Chevron Hokkaido Deal Marks Asia-Pacific LNG Shift

U.S. oil major Chevron (NYSE: CVX) last month signed a liquefied natural gas (LNG) supply and purchase agreement with Hokkaido Gas for a half million tons of LNG from its global portfolio spread over a period of five years, starting from April 2022.

Chevron said its new partnership will broaden its customer base in Japan, a market that is foundational to its overall LNG business.

The new deal typifies how LNG markets in the Asia-Pacific region, home to around two-thirds of global LNG demand, are still undergoing systematic changes amid a prolonged supply overhang of the fuel.

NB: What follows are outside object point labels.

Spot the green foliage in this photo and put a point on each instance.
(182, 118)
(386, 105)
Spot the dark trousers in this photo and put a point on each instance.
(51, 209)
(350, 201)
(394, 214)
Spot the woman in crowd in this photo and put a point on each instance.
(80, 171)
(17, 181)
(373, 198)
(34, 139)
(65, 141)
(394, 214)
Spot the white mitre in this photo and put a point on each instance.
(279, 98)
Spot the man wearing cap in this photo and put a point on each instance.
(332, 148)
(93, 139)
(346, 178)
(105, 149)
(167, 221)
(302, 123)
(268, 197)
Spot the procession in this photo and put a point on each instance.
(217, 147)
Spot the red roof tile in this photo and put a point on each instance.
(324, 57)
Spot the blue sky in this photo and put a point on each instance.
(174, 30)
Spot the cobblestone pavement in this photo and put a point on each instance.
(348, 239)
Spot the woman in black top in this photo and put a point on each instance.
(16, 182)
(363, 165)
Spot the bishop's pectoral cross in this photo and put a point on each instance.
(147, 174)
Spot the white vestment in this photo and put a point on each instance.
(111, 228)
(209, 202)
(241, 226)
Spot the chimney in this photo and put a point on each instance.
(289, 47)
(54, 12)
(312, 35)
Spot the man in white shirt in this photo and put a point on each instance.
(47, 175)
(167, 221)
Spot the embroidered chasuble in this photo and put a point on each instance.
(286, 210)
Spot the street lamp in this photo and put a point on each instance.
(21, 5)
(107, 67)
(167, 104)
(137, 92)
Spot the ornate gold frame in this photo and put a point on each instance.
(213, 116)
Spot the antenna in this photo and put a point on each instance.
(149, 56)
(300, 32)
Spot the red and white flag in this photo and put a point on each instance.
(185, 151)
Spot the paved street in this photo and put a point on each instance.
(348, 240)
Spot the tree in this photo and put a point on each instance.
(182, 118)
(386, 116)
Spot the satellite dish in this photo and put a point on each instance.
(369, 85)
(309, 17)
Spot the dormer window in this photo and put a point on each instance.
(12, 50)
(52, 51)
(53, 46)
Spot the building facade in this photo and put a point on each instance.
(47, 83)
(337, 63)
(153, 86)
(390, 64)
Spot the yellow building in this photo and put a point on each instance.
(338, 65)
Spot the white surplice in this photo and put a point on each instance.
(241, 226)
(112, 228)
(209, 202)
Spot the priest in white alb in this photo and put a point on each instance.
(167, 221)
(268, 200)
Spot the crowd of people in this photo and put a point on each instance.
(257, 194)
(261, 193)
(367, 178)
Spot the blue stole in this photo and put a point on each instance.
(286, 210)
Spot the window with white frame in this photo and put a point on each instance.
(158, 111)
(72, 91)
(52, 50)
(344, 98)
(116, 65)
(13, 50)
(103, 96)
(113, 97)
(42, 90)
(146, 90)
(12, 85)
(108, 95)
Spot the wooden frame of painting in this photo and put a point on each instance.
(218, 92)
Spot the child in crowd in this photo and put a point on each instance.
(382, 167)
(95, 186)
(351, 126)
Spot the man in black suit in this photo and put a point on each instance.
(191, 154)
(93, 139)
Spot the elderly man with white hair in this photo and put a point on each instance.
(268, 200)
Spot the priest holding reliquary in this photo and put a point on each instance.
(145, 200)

Buyers in the region have gained considerable contractual leverage over producers in the last few years. Instead of inking long-term 15- and even 20-year restrictive supply deals, more buyers are signing shorter-term deals, while also buying more cargoes on the spot market. This trend will continue as increasing numbers of long-term LNG contracts begin to expire, especially in Japan, by mid-decade.

Spot or short-term LNG procurement reached 119 million tonnes per annum (mtpa) or 34 percent of global LNG trade in 2019 (compared to 77.6 mtpa or 27 percent in 2017), according to the International Group of Liquefied Natural Gas Importers (GIIGNL).

Shifting balance of power

This pivot from being a seller’s to a buyer’s market gained momentum in 2017 when the Japan Fair Trade Commission, the country’s competition watchdog, declared that restrictive destination clauses in long-term LNG contracts were anti-competitive, thus breaking its competition laws. Most long-term LNG contracts prohibit the resale of volumes once buyers take title.

Japan, for its part, remains the world’s largest LNG importer, followed by China, South Korea, India, and Taiwan. New procurement from South Asia – namely Pakistan, Sri Lanka, and Bangladesh in addition to new Southeast Asian demand from the Philippines, Vietnam, and Thailand – will see the region’s share of global LNG demand increase even more by mid-decade as additional LNG import facilities and LNG-to-power projects are built.

LNG producers going forward – ranging from Australia to Qatar, the U.S., Malaysia, Russia, and others – will have to offer less restrictive contractual terms and move away from expensive oil-indexation, a staple of traditional long-term contracts.

New term deals will increasingly be indexed to a growing number of pricing benchmarks, including:

  • Henry Hub in the U.S.
  • in Asia, the Japan Korea Marker (JKM), traditionally a spot market price benchmark that gained prominence in 2012
  • the Dutch TTF
  • the West India Marker (WIM), a new benchmark for spot physical cargoes delivered ex-ship (DES) into ports in India and the Middle East.

Qatar to shake-up markets again

These changing market dynamics will coincide with state-run Qatar Petroleum’s (QP) plan to increase its liquefaction capacity around 40% by the middle of the decade by developing its $29 billion North Field East project. The company’s build-out will take it from a current 77 mtpa to 110 mtpa by 2026 and a record-breaking 126 mtpa by 2027, adding more supply just as markets could reach equilibrium again.

Moreover, with QP’s existing contracts with buyers expiring in the next few years along with its planned joint venture with the Golden Pass terminal in the U.S., around 70 mtpa of uncontracted LNG volumes will be available by around 2027.

This will put even more pressure on new U.S. greenfield projects’ ability to compete with QP on a cost basis. QP, in large part due to its liquids production, can produce LNG feed gas virtually cost-free with oil prices above $35 per barrel. U.S.-produced LNG is usually around 40% more expensive than Qatari LNG on a per-unit heating basis.

To compete, U.S.-based projects will have to offer even more contractual incentives to lock in market share as well as figure out ways to produce even cheaper feed gas for their projects.

These challenges come amid calls for the sector to become more carbon-friendly – including using renewables like solar, wind, and now green hydrogen – in its production facilities as well as trading carbon credits to offset greenhouse gas emissions across the entire gas value chain.